She stirred.
And then she slept again.
As stubborn as a thought could be.
The hustle and the crowds
Their words and the work
That piles up on the desk
And the coffee and the water
And all the food we eat up
All those hours we talk
All those minutes we hasten
They kill. They all kill. They all kill her.
And she refuses to stir again
Not dead though.
Does it really take late nights to coax her up again?
Or does she really need to be kissed?
Does silencing my mind does? Or does the caffeine?
Alcohol surely cannot help the words forming up in my mind.
I hear all the day's conversations passing through my mind all night
And she sleeps.
Refusing to be awakened.
She stirs. And then she sleeps again.
As stubborn as a poem can be.
Months earlier I'd said that she is Thoughts set loose upon my world.
Hell she is. Is she not?
The sheer stunning beauty of a frank mind. My mind. Any mind.
Not forced. Flowing. Effortlessly existent.
And quite aware. A free fall of words. Layered. Structured.
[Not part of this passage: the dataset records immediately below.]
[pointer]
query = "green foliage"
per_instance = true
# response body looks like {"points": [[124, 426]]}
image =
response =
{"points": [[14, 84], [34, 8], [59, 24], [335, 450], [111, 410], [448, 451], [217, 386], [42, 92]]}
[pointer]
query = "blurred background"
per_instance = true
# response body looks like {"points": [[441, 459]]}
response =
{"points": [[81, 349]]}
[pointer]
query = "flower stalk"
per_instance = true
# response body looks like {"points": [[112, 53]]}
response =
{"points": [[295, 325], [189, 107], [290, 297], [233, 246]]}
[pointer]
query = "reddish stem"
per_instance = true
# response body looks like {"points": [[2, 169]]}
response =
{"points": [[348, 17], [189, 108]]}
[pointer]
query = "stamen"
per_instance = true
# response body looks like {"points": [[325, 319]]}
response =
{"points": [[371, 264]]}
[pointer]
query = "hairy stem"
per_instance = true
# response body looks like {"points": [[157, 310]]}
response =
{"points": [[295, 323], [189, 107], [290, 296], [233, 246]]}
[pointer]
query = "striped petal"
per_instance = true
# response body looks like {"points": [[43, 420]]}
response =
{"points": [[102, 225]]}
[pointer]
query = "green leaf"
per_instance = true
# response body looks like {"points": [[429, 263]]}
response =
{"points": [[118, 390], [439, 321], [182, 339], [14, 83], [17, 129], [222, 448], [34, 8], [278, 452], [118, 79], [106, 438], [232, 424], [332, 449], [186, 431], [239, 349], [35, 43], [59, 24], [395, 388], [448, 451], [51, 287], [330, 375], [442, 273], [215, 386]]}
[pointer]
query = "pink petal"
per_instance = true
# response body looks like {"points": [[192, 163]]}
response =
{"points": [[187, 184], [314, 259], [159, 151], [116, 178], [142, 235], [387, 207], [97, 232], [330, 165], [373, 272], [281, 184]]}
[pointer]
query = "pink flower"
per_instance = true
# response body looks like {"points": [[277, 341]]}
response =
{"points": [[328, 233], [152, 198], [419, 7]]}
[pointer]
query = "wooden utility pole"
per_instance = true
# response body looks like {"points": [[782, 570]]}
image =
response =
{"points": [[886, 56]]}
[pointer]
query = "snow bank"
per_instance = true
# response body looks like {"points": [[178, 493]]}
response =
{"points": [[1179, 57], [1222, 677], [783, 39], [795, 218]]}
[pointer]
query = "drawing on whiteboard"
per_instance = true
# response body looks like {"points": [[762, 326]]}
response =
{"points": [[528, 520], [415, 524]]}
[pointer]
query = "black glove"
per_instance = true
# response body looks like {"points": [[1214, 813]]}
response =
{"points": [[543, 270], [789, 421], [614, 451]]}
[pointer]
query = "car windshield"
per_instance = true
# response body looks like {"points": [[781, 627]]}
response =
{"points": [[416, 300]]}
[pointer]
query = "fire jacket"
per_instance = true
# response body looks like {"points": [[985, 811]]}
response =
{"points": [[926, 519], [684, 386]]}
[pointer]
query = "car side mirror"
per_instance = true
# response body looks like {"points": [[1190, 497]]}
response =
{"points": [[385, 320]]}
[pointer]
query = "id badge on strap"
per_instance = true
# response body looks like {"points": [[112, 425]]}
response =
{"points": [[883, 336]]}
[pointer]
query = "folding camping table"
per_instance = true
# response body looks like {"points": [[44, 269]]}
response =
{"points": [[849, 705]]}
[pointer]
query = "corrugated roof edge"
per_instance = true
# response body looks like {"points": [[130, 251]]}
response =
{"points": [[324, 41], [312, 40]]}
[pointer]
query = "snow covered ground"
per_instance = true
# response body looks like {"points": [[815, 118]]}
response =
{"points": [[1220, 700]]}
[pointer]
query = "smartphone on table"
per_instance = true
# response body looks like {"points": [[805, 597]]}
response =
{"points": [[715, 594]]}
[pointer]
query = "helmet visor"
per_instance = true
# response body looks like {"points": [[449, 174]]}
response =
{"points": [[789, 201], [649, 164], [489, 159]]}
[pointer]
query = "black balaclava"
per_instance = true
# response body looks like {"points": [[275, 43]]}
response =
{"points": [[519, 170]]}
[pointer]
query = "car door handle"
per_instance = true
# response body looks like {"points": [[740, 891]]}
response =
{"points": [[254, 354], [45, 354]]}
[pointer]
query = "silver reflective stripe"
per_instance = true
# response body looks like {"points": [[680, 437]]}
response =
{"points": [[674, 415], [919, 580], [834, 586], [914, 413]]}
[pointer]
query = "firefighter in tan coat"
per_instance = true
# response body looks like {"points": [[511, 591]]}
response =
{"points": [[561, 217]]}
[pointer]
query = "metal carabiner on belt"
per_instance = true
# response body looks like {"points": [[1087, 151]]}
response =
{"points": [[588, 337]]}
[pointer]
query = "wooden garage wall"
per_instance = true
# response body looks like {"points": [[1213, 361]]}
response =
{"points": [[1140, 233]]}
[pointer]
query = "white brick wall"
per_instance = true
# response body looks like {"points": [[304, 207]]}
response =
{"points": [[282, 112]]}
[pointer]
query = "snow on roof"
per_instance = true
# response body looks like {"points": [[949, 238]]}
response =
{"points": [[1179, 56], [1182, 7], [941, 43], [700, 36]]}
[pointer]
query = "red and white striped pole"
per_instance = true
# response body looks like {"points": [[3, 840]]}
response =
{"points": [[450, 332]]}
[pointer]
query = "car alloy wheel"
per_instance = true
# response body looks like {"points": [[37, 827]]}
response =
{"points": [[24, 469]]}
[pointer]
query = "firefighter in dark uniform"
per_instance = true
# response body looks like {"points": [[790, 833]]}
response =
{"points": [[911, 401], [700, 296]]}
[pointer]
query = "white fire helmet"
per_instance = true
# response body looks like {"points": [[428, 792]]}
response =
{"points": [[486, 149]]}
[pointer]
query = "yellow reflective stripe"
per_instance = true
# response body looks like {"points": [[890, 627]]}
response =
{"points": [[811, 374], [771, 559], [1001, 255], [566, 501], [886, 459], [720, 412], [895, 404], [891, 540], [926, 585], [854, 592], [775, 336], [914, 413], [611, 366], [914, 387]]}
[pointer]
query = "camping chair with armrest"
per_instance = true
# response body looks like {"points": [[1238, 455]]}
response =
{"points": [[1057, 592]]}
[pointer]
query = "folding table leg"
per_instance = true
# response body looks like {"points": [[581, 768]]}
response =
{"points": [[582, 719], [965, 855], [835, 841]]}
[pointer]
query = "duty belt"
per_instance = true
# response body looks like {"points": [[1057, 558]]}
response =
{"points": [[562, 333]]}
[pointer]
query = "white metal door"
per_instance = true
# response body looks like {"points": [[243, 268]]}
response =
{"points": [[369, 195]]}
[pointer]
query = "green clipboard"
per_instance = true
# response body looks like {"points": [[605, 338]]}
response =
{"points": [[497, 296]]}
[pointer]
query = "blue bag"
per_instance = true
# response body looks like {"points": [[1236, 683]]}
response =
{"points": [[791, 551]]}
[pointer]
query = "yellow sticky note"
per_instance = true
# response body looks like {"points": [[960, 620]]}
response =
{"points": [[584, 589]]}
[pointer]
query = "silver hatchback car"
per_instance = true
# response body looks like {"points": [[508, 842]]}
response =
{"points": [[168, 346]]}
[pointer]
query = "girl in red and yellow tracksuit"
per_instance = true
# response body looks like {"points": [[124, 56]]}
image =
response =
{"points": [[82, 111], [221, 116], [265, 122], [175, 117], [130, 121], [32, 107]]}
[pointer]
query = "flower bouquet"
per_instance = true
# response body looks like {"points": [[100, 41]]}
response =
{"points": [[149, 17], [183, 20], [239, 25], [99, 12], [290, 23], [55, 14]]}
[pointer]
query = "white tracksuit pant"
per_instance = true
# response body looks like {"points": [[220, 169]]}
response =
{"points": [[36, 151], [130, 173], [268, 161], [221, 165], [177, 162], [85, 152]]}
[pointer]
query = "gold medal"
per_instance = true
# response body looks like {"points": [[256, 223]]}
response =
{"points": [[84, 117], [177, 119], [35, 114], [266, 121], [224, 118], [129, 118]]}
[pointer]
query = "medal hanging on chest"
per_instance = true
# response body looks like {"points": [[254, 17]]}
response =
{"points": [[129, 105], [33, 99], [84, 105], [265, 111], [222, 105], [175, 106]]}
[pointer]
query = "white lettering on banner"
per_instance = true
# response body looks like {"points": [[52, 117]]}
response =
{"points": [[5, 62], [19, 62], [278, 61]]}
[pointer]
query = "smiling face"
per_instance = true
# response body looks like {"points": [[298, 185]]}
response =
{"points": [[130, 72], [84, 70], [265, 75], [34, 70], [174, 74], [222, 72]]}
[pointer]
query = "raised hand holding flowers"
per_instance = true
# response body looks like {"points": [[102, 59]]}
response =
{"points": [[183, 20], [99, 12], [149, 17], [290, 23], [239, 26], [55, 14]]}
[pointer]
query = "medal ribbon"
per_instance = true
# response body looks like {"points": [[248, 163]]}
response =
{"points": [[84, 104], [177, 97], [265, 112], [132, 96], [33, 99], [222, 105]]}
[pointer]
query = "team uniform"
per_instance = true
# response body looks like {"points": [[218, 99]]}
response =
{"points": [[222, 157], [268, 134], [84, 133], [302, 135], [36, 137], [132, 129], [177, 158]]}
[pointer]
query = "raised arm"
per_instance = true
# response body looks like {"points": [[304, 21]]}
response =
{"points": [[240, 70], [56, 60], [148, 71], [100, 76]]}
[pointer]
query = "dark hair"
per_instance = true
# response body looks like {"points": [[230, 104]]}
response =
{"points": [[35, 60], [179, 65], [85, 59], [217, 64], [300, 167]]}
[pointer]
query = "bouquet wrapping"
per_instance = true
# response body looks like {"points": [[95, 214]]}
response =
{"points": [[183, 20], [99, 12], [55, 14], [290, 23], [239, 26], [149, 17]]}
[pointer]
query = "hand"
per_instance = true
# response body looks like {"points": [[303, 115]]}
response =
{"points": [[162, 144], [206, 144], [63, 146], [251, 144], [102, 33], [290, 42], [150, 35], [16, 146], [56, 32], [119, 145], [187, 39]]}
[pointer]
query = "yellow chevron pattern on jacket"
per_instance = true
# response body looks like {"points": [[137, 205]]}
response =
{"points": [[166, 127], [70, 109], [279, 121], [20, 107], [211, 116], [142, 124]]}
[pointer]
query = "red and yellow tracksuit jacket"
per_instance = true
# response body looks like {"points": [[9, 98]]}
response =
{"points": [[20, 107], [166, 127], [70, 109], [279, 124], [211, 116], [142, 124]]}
Lovingly caressed by their very conjurer.
She doesn't need to be led. Just aroused. Just kissed. And loved.
But she refuses to be awake these days. Too much work?
She simply stirs and sleeps, my darling set of thoughts.
As sweetly stubborn as a a poem can be.
Today I spent time those little thoughts inside.
And they believed I'm truly one with myself tonight.
Out of the corner of my eye, I saw her stir.
Then I talked a long talk with those bits within me.
And they felt the carefree grin, which was ever so natural in its presence.
Out of the corner of my eye, I saw her awaken.
Then I stopped and I truly stopped.
I closed my eyes and thought of nothing.
Perhaps of the laughter and the love and the dreams that I share.
And I felt my ear being nibbled. And more.
My stubborn poem made love to me then.
And I was as happy as a poet could be.